Project Description

Project Description
August 2001

Project Description

We are grateful to the Community Adjustment Program of the Ontario Ministry of Training, Colleges and Universities for funding this first stage of SPNO’s Social Capital Formation Project. We are undertaking four-five community case studies in this research and development project. The participating communities are Halton (food security), Kitchener (neighbourhood festival), Sudbury (community gardens), Kingston (youth employment), and, if possible, Toronto (community access to civic space).

Research Approach

The following schematic illustrates the Project’s research approach. First, a “lifeline analysis” is conducted in each community to get a sense from project leadership of the history and key milestones and influences on the project’s development. The lifeline tracks the project’s history by asking key participants in its development to identify and describe critical moments in project development. Important external influences giving impetus to or setting the project back are also identified. Thanks to the artistic skills of David Hasbury, a co-facilitator in the lifeline process, all of this history is captured graphically with in images and colours on a wall-size chart. This process has proved to be very helpful and eye-opening to the local leaders who have participated.

Documentation review, site observations (e.g. visits to community gardens in Sudbury and school breakfast programs in Halton) and interviews/discussions with leaders and program participants follow the lifeline analysis. Interviews with individuals and small groups follow a “line of inquiry” searching for the dimensions of social capital and its formation.

Several forms of participant surveys are also being employed to identify and measure various aspects of social capital as derived from our study of the literature. Our lines of inquiry also seek information about the role of social planning and social planning practitioners in the formation of social capital. All of this data and analysis is reported back to the local project leadership for its own potential use in planning and strategy development. It is also, of course, used to draft a case study for each local community. These case studies will be used to develop a strategic resource guide for social planning council practice in the formation of social capital in local communities.

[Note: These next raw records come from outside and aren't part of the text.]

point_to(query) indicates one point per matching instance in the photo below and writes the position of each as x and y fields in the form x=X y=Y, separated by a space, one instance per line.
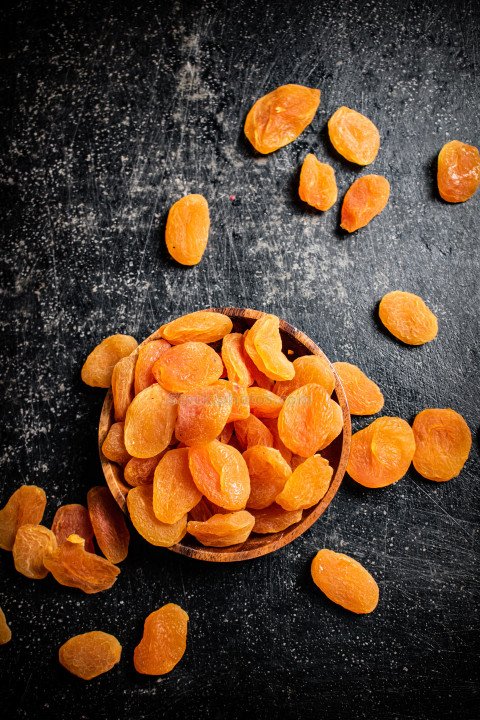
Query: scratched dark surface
x=109 y=116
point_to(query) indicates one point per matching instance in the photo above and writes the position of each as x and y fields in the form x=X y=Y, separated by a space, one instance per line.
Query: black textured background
x=111 y=112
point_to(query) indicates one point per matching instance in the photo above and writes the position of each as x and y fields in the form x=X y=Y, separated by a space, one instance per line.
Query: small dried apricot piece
x=25 y=506
x=278 y=118
x=32 y=544
x=381 y=453
x=140 y=507
x=108 y=524
x=186 y=232
x=354 y=136
x=364 y=397
x=458 y=174
x=408 y=318
x=365 y=199
x=90 y=654
x=98 y=367
x=443 y=442
x=164 y=641
x=307 y=485
x=344 y=581
x=318 y=186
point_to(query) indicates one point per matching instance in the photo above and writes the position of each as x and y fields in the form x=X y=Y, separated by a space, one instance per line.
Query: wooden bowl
x=337 y=454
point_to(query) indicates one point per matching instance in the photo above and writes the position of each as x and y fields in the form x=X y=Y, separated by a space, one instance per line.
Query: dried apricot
x=90 y=654
x=381 y=453
x=98 y=367
x=364 y=397
x=32 y=544
x=164 y=641
x=150 y=422
x=344 y=581
x=458 y=174
x=408 y=318
x=279 y=117
x=354 y=136
x=108 y=524
x=186 y=232
x=443 y=441
x=307 y=485
x=365 y=199
x=24 y=507
x=140 y=507
x=318 y=186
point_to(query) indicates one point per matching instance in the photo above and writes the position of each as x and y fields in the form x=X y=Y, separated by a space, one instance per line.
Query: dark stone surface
x=111 y=112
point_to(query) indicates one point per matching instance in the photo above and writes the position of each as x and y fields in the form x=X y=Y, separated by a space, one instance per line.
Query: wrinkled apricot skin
x=186 y=232
x=354 y=136
x=278 y=118
x=164 y=641
x=365 y=199
x=443 y=442
x=408 y=318
x=90 y=654
x=364 y=397
x=98 y=367
x=381 y=453
x=458 y=173
x=25 y=506
x=318 y=186
x=344 y=581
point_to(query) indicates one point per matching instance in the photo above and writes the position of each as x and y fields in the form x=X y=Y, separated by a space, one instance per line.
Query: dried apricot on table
x=108 y=524
x=458 y=173
x=279 y=117
x=25 y=506
x=381 y=453
x=408 y=318
x=90 y=654
x=443 y=442
x=344 y=581
x=365 y=199
x=164 y=641
x=354 y=136
x=318 y=186
x=364 y=397
x=98 y=367
x=186 y=232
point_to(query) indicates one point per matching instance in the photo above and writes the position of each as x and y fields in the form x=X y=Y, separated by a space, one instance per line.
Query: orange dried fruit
x=354 y=136
x=98 y=367
x=140 y=507
x=309 y=420
x=90 y=654
x=365 y=199
x=307 y=485
x=108 y=522
x=164 y=641
x=364 y=397
x=188 y=367
x=318 y=186
x=32 y=544
x=220 y=473
x=458 y=173
x=72 y=566
x=381 y=453
x=344 y=581
x=186 y=232
x=443 y=442
x=150 y=422
x=25 y=506
x=278 y=118
x=408 y=318
x=174 y=492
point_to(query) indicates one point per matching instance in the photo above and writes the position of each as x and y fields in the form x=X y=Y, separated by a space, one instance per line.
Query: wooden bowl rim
x=119 y=488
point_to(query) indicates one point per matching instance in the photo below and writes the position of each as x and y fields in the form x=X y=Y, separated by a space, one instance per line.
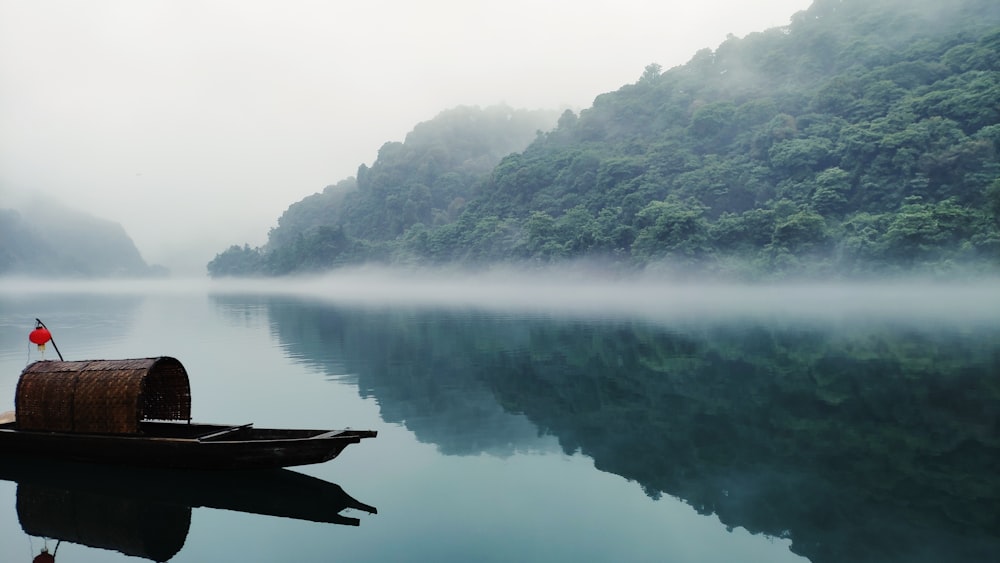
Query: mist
x=565 y=293
x=195 y=125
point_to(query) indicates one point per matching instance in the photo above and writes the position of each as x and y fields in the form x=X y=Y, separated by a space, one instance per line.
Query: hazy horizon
x=564 y=292
x=195 y=125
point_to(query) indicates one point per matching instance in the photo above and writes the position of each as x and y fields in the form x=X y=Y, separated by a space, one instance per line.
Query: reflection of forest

Products and Results of Research

By April 2002, the Social Capital Formation Project will:

  • Produce individual case studies on social capital formation strategies in four to five communities across Ontario.
  • Prepare and disseminate regular bulletin updates on the status and progress with the case study research (see e-Bulletins).
  • Establish a web page for sharing information on the project.
  • Conduct and expert workshop to gain outside insights and comments on the case study research.
  • Synthesize the case study research into a Resource Guide for Social Capital Formation by Social Planning Councils that proposes a model of strategic practice in the use of bonding, bridging, and scaling-up strategies.
  • Sponsor a provincial forum to review the case study research present the model for social planning strategies in social capital formation.

The Project is overseen by a Steering Committee appointed by the SPNO membership (see Project Leadership).